Zynga Inc. (ZNGA) dropped $-0.05 to close the day at a new closing price of $2.55, a -1.92% decrease in value from its previous closing price that moved the stock 43.26% above its 52 week low of $1.78. A total of 15.11M shares exchanged hands during the day compared with its three month average trading volume of 9.48M. The stock, which fluctuated between $2.52 and $2.61 during the day, currently situated -17.21% below its 52 week high. The stock is down by -3.77% in the past one month and down by -11.46% over the past three months. With a one year target estimate of $3.27 and RSI of 39.23, the stock still has upside potential, making it a hold for now.
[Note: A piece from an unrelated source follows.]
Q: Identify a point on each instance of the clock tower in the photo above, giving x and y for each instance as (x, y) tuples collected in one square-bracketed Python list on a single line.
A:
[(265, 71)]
Zynga Inc. develops, markets, and operates social games as live services played on the Internet, social networking sites, and mobile platforms in the United States, North America, Asia, and the European Union. It offers its online social games primarily under the Slots, Words With Friends, Zynga Poker, and FarmVille franchises. The company’s games are accessible on mobile platforms, Facebook, and other social networks, as well as Zynga.com. It also provides advertising services to advertising agencies and brokers. The company was formerly known as Zynga Game Network Inc. and changed its name to Zynga Inc. in November 2010. Zynga Inc. was founded in 2007 and is headquartered in San Francisco, California.

Globalstar, Inc. (GSAT) shares were up in last trading by 2.78% to $1.48. It experienced higher than average volume on day. The stock increased in value by almost 2.07% over the past week and grew 0.68% in the past month. It is currently trading 25.57% above its 50 day moving average and 8.59% above its 200 day moving average. Following the recent increase in price, the stock’s new closing price represents a -50.67% decrease in value from its one year high of $3. The RSI indicator value of 53.98, lead us to believe that it is a hold for now.

Globalstar, Inc. provides mobile voice and data communications services through satellite worldwide. The company offers duplex two-way voice and data products, including mobile voice and data satellite communications services and equipment for remote business continuity, recreational, emergency response, and other applications; fixed voice and data satellite communications services and equipment in rural villages, ships, industrial and commercial sites, and residential sites; and satellite data modem services comprising asynchronous and packet data services. It also provides SPOT products, such as SPOT satellite GPS messenger for personal tracking, emergency location, and messaging solutions; SPOT Global phone; and SPOT Trace, an anti-theft and asset tracking device. In addition, the company offers commercial Simplex one-way transmission products to track cargo containers and rail cars, to monitor utility meters, to monitor oil and gas assets, and other applications. Further, it provides engineering services, such as hardware and software designs to develop specific applications; and installation of gateways and antennas. The company primarily serves recreation and personal; government; public safety and disaster relief; oil and gas; maritime and fishing; natural resources, mining, and forestry; construction; utilities; and transportation markets. Globalstar, Inc. distributes its products directly, as well as through independent agents, dealers and resellers, independent gateway operators, and its sales force and e-commerce Website. As of December 31, 2015, it served approximately 688,000 subscribers. The company has a collaboration agreement with Carmanah to design and manufacture solar powered M2M satellite solutions. The company was founded in 2003 and is headquartered in Covington, Louisiana. Globalstar, Inc. is a subsidiary of Thermo Funding II LLC.